Zusammenfassende Berichte

  • Nenner für Intensivstation (ICU) / andere Standorte (nicht NICU und SCA)
  • Nenner für die Intensivstation für Neugeborene (NICU)
  • Nenner für Specialty Care Area (SCA)
  • Nenner für LabID: „MDRO- und CDI-Präventionsprozess und Ergebnismessungen monatliche Überwachung“

Antimikrobielle Anwendung und Resistenz

  • Zusammenfassende Daten für die antimikrobielle Anwendung
  • Nenner für Antibiotikaresistenz
  • Zähler für Antibiotikaresistenz

Dialyse

  • Dialyseereignis
  • Dialyse-Nenner

Hämovigilanz

  • Hämovigilanzmodul Monatlicher Berichtsnenner

Sicherheit des Gesundheitspersonals

  • Grippe Zusammenfassung

Neugeborene

  • Spät einsetzende Sepsis- und Meningitis-Ereignisse
  • Spät einsetzende Sepsis und Meningitis Nenner

Welche Optionen stehen zur Verfügung, um Daten an NHSN zu melden?

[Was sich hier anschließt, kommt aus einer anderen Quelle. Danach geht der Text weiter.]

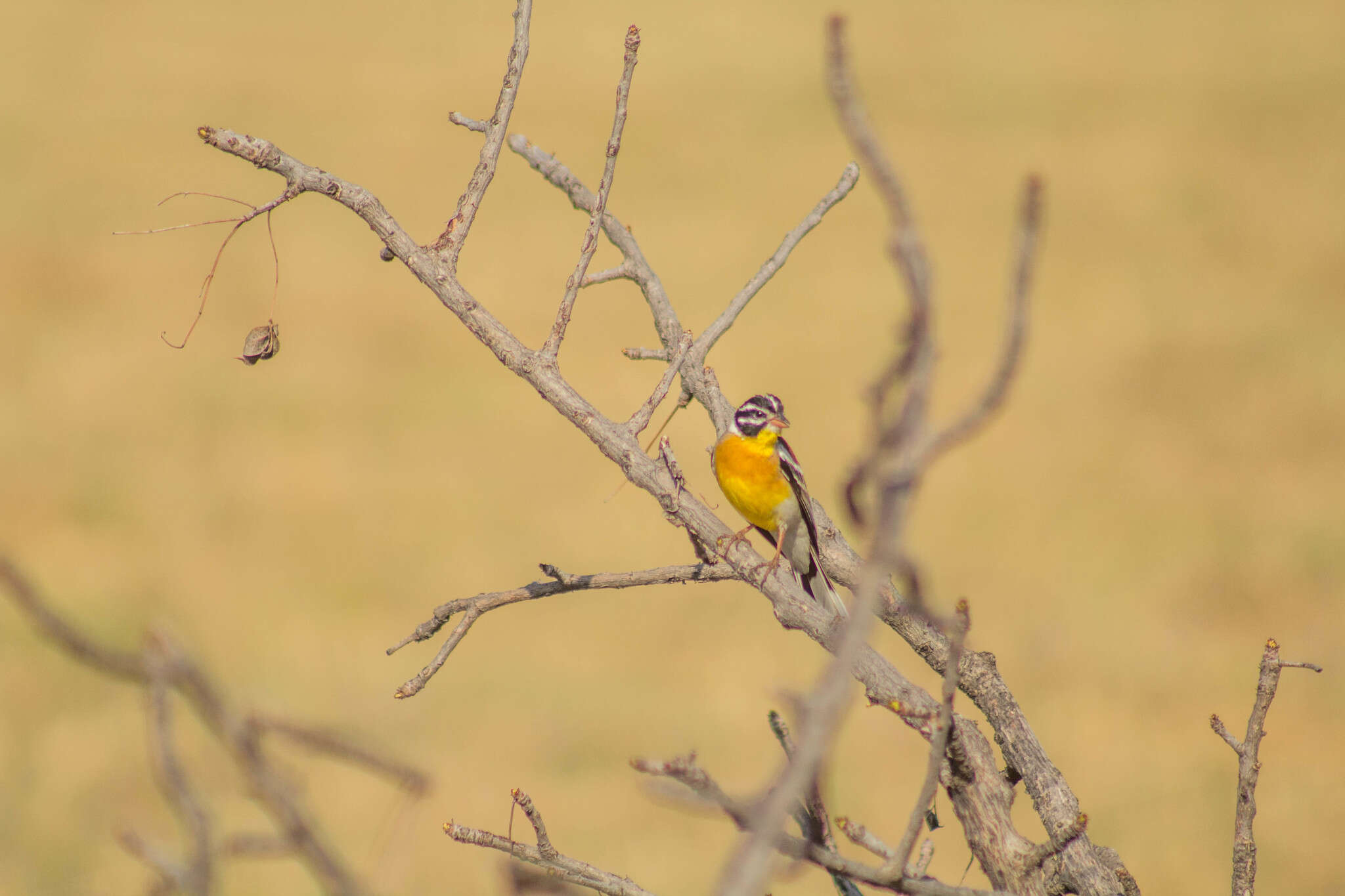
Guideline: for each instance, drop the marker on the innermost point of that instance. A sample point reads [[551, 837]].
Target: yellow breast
[[749, 476]]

Es gibt vier Modi für die NHSN-Berichterstattung:

  • Manuelle Dateneingabe
  • Manueller CDA-Import
  • Manueller CSV-Import (nur für Eingriffe, Patienten und Chirurgen)
  • Automatisches Senden mit NwHIN Direct (auch als Batch Submission oder DIRECT CDA Automation bezeichnet)

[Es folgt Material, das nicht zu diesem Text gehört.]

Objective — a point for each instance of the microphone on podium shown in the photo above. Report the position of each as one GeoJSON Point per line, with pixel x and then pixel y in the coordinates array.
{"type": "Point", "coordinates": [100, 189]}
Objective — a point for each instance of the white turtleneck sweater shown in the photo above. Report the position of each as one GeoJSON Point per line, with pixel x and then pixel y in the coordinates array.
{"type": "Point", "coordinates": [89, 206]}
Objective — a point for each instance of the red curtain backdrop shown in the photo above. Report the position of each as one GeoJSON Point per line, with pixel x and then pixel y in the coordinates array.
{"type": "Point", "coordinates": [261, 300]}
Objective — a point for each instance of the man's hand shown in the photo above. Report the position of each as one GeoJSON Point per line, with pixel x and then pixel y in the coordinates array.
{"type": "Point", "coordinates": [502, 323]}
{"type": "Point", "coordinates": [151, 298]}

Alle manuellen Berichtsoptionen ermöglichen die Übermittlung von Daten für jeweils eine Einrichtung. Das automatische Senden kann verwendet werden, um CDA-Dateien von einer oder mehreren Einrichtungen in eine einzelne Zip-Datei zu importieren. Für alle Berichtsoptionen muss die Einrichtung registriert und für die Verwendung von NHSN eingerichtet sein. Dazu gehört das Hinzufügen von Berichtsorten und monatlichen Berichtsplänen. Registrierung, Einrichtung und jährliche Umfragen werden für alle Modi manuell durchgeführt.

Werden Daten, die mithilfe des CDA-Imports an NHSN gemeldet werden, mit denselben Daten verglichen, die manuell gemeldet wurden?

Ja, die Daten sollten für alle Modi der NHSN-Berichterstattung gleich sein. Die Daten werden weiterhin gemäß den NHSN-Protokollen und -Formularen gesammelt. Es liegt in der Verantwortung der Einrichtung, zu überprüfen, ob die an NHSN gemeldeten Daten korrekt sind.